Dans le prolongement de la seconde moitié d’Ankern, Lichten débute par des morceaux pop très légers : guitare acoustique enlevée, glockenspiel enfantin, mélodie ensoleillée. Mais, dès le troisième titre, la mélancolie reprend le dessus avec l’apparition d’une clarinette, la douce nostalgie qui perce de la six-cordes pincée ou la densité des nappes constituées de samples urbains (voitures qui passent et autres bruits de la ville). De plus en plus dépouillées au fur et à mesure qu’on avance dans l’album, les productions de F.S. Blumm prennent presque des allures de musique concrète quand un saxophone s’accorde un petit solo et on flirte même avec une certaine ascèse quand le dialogue d’un piano et d’une guitare se ponctue de signifiantes secondes de silence (Blank).

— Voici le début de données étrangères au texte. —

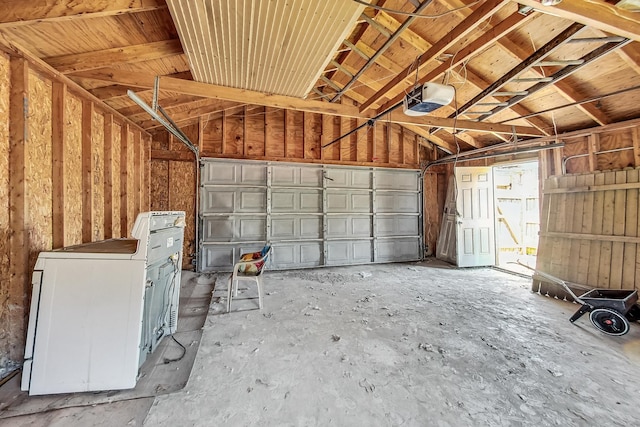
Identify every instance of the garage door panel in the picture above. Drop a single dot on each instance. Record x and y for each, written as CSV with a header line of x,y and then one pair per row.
x,y
346,226
221,257
297,255
339,201
405,225
229,173
346,252
396,180
296,176
296,227
389,202
252,201
312,215
217,201
220,200
349,178
295,200
390,250
233,228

A la moitié de l’album, l’ensemble recouvre des allures un peu plus affables avec des morceaux au tempo plus élevé (une section rythmique se fait même jour dans Zehn Tage), aux mélodies identifiables et au spleen moins marqué ; mais ce n’est qu’un intermède de deux titres avant de replonger dans les méandres mélancoliques suggérés par l’infinie profondeur des cuivres. Se situant ainsi sans cesse sur le fil entre langueur quasi-dépressive et passages plus enjoués, entre affabilité de la pop et austérité de l’instrumentation, F.S. Blumm signe une nouvelle réussite. Probablement moins accessible, mais pas moins intéressant, que son disque précédent, Lichten s’inscrit assurément dans une belle cohérence discographique et témoigne d’une attachante personnalité.